The patients included 13 women in different stages of pregnancy (4 weeks to 38 weeks) who were receiving treatment at the Children's & Maternity Hospital (HCM) of São José do Rio Preto.
According to Nogueira, the virus was detected in one patient's urine for as long as seven months. In five women, the test was again positive for Zika virus after their viral load had disappeared in previous tests. In all cases, the virus vanished from the women shortly after they gave birth.
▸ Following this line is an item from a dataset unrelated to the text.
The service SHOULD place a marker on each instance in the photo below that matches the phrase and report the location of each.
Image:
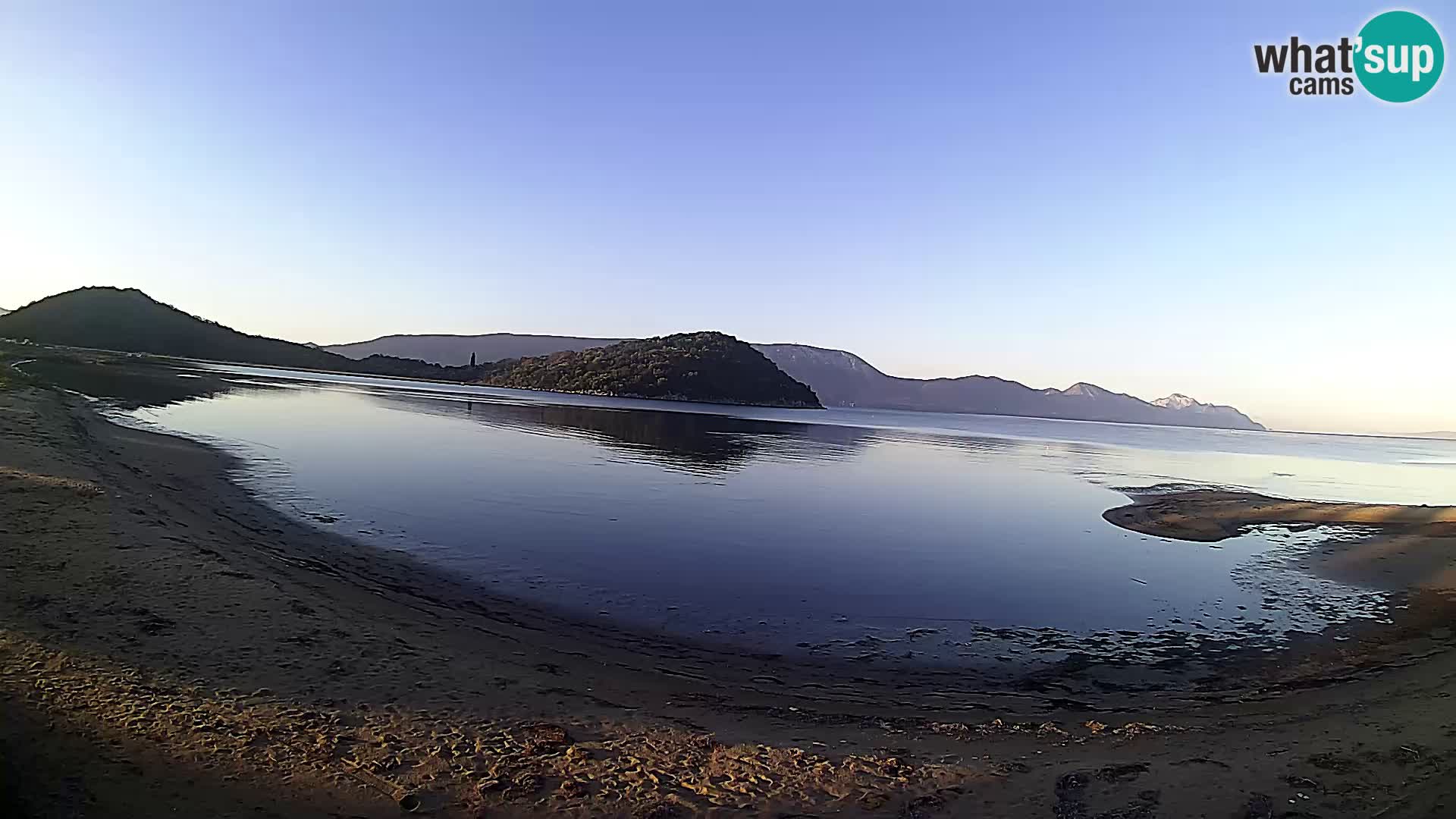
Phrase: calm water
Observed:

"These results suggest the virus continues replicating during pregnancy, in the fetus or the placenta, which must serve as a reservoir for the pathogen," Nogueira said. "However, viral load in the mother's fluids is intermittent and very low, almost at the detection threshold."
According to Nogueira, if the result of a molecular test is negative, it should ideally be repeated at least twice at intervals of no less than a week.
"We typically test urine samples because they're easier to obtain and because the blood viral load is lower and disappears faster," he said.
Three of the women monitored for the study had babies with complications that were probably caused by Zika: two displayed hearing loss and one was born with a brain cyst.
The researchers were unable to establish a correlation between the number of times the virus was detected in the mother and the occurrence of an adverse outcome. "To do so, we will need to perform new studies with a larger number of participants," Nogueira said.
A new rapid test that identifies Zika virus in blood samples as well as all four serotypes of dengue virus during the acute phase of infection is described by a multinational group of researchers, including Nogueira, in an article recently published article in the journal Science Translational Medicine.
According to the authors, the method is low-cost and entails no risk of a cross-reaction, unlike other tests. Consisting of a dipstick strip with antibodies that change color in the presence of a viral protein known as NS1, the immunochromatography test was developed at the Massachusetts Institute of Technology (MIT) in the United States.
The method was validated by research institutions in several countries, including FAMERP. "We validated it in tests on blood samples from patients with a confirmed diagnosis of both Zika and dengue attending the São José do Rio Preto general hospital for treatment," Nogueira said.
The activity was part of the projects "Epidemiological study of dengue (serotypes 1-4) in a cohort of São José do Rio Preto, São Paulo, Brazil, during 2014-2018 and "Clinical-epidemiological study of a cohort of Zika-infected pregnant women in São José do Rio Preto", both of which are supported by FAPESP. Scientists from the Federal University of Minas Gerais, Federal University of Sergipe, Oswaldo Cruz Foundation (FIOCRUZ) and Evandro Chagas Institute also collaborated.